Primary hyperparathyroidism is the third most common endocrine disorder, affecting approximately 1 in 500 women and 1 in 2000 men, with incidence increasing with age. It is the most common cause of hypercalcemia in outpatients. If left untreated, chronic PTH excess leads to progressive bone loss (osteoporosis), kidney stones, kidney damage, cardiovascular disease, and neurocognitive symptoms. Many patients are asymptomatic at diagnosis, identified incidentally through routine blood work showing elevated calcium. At the other extreme, hypoparathyroidism (most commonly after thyroid or parathyroid surgery) causes hypocalcemia with potentially dangerous symptoms including muscle spasms, seizures, and cardiac arrhythmias. Correct PTH interpretation is critical for managing calcium disorders.

Normal Reference Ranges

GroupRangeUnit
Adults (intact PTH)15–65pg/mL
Adults (some labs)10–55pg/mL

Reference ranges may vary by laboratory. Always compare results to the ranges provided by your testing facility.

What High PTH Levels Mean

Common Causes

  • Primary hyperparathyroidism (parathyroid adenoma in 85% of cases, hyperplasia in 15%)
  • Secondary hyperparathyroidism (vitamin D deficiency, chronic kidney disease)
  • Tertiary hyperparathyroidism (autonomous PTH secretion after prolonged secondary hyperparathyroidism)
  • Lithium therapy
  • Familial hypocalciuric hypercalcemia (benign genetic condition)
  • Parathyroid carcinoma (very rare)

Possible Symptoms

  • Kidney stones (calcium oxalate or calcium phosphate)
  • Osteoporosis and fragility fractures
  • Fatigue and muscle weakness
  • Depression, anxiety, and cognitive dysfunction ("brain fog")
  • Abdominal pain, nausea, and constipation
  • Excessive thirst and frequent urination (polyuria)
  • Bone and joint pain
  • If severe hypercalcemia: confusion, cardiac arrhythmias, and coma

What to do: Elevated PTH should be interpreted alongside calcium. If both are elevated, primary hyperparathyroidism is the most likely diagnosis. 24-hour urine calcium should be measured to rule out familial hypocalciuric hypercalcemia (low urine calcium) and assess kidney stone risk. Vitamin D should be checked and repleted if low, even in primary hyperparathyroidism. DEXA bone density scan should be performed. Surgery (parathyroidectomy) is curative and recommended for symptomatic patients and asymptomatic patients meeting criteria (age <50, calcium >1 mg/dL above normal, osteoporosis, kidney stones, reduced kidney function). If PTH is elevated with normal or low calcium, secondary causes (vitamin D deficiency, CKD) should be investigated and treated.

What Low PTH Levels Mean

Common Causes

  • Post-surgical hypoparathyroidism (most common cause, after thyroid or parathyroid surgery)
  • Autoimmune hypoparathyroidism
  • Magnesium deficiency (impairs PTH secretion)
  • DiGeorge syndrome (congenital absence of parathyroid glands)
  • Infiltrative diseases (hemochromatosis, Wilson's disease, metastatic cancer)
  • Radiation to the neck
  • Activating mutations of the calcium-sensing receptor

Possible Symptoms

  • Muscle cramps, spasms, and tetany (involuntary muscle contractions)
  • Numbness and tingling around the mouth and in the fingers and toes (perioral and acral paresthesias)
  • Seizures (from severe hypocalcemia)
  • Dry skin, brittle nails, and coarse hair
  • Dental abnormalities
  • Fatigue and anxiety
  • QT prolongation on ECG (arrhythmia risk)
  • Chvostek's sign (facial muscle twitch when tapping facial nerve) and Trousseau's sign (carpopedal spasm with blood pressure cuff)
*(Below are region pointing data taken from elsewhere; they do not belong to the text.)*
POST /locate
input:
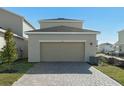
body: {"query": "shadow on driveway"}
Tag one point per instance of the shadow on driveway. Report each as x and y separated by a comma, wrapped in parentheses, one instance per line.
(60, 68)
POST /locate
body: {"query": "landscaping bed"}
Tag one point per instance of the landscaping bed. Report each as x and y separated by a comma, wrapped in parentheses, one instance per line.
(19, 68)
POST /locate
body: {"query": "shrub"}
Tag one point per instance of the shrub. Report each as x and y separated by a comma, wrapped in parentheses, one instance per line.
(9, 52)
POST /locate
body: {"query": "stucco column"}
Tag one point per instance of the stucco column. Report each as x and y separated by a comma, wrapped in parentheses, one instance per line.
(34, 51)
What to do: Low PTH with low calcium confirms hypoparathyroidism. Magnesium should be checked and corrected, as magnesium deficiency prevents appropriate PTH secretion and must be treated first. Acute symptomatic hypocalcemia is a medical emergency treated with IV calcium gluconate. Chronic hypoparathyroidism is managed with oral calcium supplements (1–3 g of elemental calcium daily in divided doses) and active vitamin D (calcitriol, 0.25–2 µg daily) since PTH is needed to activate vitamin D in the kidney. Recombinant PTH (teriparatide or PTH 1-84) is available for refractory cases. Monitoring includes regular serum and urine calcium to avoid hypercalciuria and kidney damage.
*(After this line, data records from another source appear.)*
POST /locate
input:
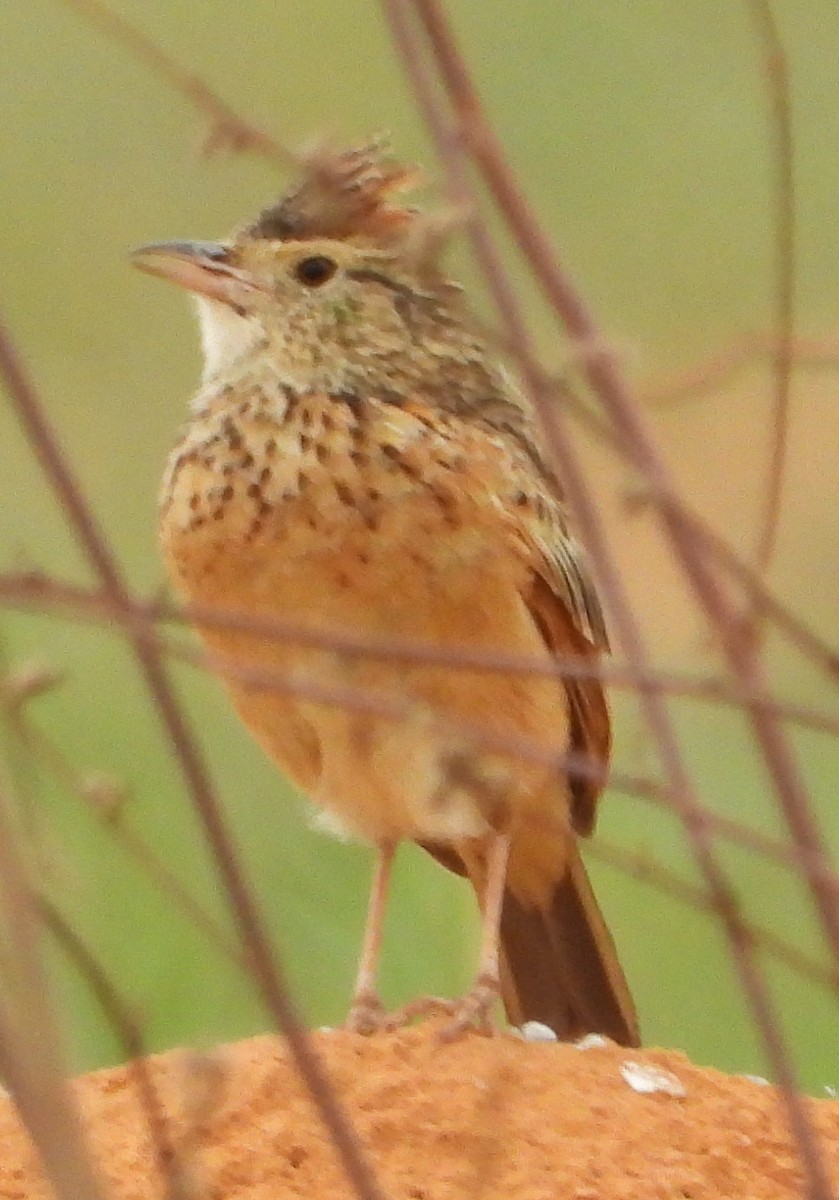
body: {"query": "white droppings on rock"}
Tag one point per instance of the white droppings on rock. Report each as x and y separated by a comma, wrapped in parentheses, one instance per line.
(592, 1042)
(647, 1079)
(534, 1031)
When Is PTH Testing Recommended?

  • When blood calcium is found to be elevated (hypercalcemia) on routine testing
  • When evaluating unexplained kidney stones, especially recurrent calcium stones
  • When assessing unexplained osteoporosis, particularly in younger patients
  • When monitoring calcium balance after thyroid or parathyroid surgery

Frequently Asked Questions

PTH and calcium exist in a tightly regulated feedback loop—interpreting either value in isolation can be misleading. In primary hyperparathyroidism, both PTH and calcium are elevated (PTH is inappropriately high for the calcium level). In secondary hyperparathyroidism (e.g., from vitamin D deficiency), PTH is elevated but calcium is normal or low—the parathyroid glands are appropriately compensating. In hypoparathyroidism, both PTH and calcium are low. A "normal" PTH in the presence of high calcium is actually abnormal—normal parathyroid glands should suppress PTH when calcium is elevated. Similarly, a "normal" PTH with low calcium is inappropriate—PTH should be elevated to correct the low calcium. This is why the PTH-calcium pair, not either value alone, drives diagnosis.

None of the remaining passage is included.